Heading into their showdown on November 17, 1968, the New York Jets and the Oakland Raiders were both 7-2 and headed for the playoffs. It was a seesaw battle, with the lead changing four times before the Jets went up 32-29 on a field goal by Jim Turner with a little more than a minute left to play and 7pm Eastern time fast approaching.
The day's action was being broadcast by NBC, who had scheduled a family-friendly made-for-TV film, Heidi, to start at 7pm. The Venn diagram of football fans and people dying to watch Heidi, about a young girl growing up in the Swiss Alps, likely would've looked like two balloons kissing.
NBC president Julian Goodman was keeping an eye on the game and new that scheduling be damned, his network should stick the game, and so he made the necessary call to keep Heidi at bay, but somewhere along the way, the message got lost and NBC's East Coast feed switched over to the Swiss miss, sparking an avalanche of angry phone calls that eventually blew a fuse at NBC's switchboard.
Just moments after the film started, the Raiders' Daryl Lamonica completed a 43-yard touchdwon pass to Charlie Smith. With the subsequent extra point, the Raiders were 36-32, but the Joe Namath and Jets had 42 seconds to make a miracle happen. Namath had been brilliant that, passing for 381 yards a touchdown, but he would never take the field.

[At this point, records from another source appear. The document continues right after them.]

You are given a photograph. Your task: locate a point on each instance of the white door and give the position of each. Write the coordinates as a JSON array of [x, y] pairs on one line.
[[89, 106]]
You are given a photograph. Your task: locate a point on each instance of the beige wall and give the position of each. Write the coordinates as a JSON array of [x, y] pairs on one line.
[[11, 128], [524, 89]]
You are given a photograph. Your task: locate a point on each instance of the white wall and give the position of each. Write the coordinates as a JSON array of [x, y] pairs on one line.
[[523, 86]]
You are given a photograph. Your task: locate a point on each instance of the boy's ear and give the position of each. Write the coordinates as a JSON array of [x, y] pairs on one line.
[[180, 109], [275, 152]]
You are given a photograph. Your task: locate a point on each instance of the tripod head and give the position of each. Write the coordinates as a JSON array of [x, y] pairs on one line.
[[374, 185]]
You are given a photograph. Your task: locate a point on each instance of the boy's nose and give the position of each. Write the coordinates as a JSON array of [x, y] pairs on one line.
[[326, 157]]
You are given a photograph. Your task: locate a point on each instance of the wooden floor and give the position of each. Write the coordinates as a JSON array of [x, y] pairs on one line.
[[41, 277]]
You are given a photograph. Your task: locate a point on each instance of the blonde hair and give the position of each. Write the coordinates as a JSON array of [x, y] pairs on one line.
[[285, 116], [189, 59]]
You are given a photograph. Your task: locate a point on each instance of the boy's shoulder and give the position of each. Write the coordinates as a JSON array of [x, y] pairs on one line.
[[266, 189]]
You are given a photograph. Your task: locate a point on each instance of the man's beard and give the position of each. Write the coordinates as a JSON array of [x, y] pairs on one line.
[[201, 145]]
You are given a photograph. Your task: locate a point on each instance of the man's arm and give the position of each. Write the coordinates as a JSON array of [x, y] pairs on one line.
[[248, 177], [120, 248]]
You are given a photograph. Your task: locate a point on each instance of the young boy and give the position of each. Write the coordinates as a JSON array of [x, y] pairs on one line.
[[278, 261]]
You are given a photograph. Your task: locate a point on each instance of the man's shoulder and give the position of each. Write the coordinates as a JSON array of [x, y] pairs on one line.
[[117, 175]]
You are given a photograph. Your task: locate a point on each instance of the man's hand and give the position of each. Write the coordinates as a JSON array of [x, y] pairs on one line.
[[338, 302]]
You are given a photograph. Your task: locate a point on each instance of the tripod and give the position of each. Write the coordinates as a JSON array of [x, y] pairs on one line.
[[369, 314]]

On the ensuing kick-off, Jets return man Earl Christy fumbled the ball, tNew York's first turnover of the game. The ball was scooped up by the Raiders' Preston Ridlehuber, who then fell into the end zone, giving the Raiders their second TD in the span of 9 seconds on the clock. The final score was 43-32.
David Brinkley concluded the next day's The Huntley–Brinkley Report (22:01) with a recounting of NBC's gaffe, before introducing the final minute of the game by saying, "Here is the last minute as it would have been seen, if somebody at NBC had gotten the word."
"It was a forgivable error committed by humans who were concerned about the children who were expecting to see 'Heidi,'" Goodman said in a statement. "I missed seeing the end of the game as much as anyone else, and we deeply regret the error."
Goodman would remain as president of the network until 1974, when he became chairman of the board. He retired in 1979.
The New York Jets, for their part recovered nicely from the loss, getting revenge against the Raiders 27-23 in the AFL Championship game, before going on to victory over the Baltimore Colts in Super Bowl III.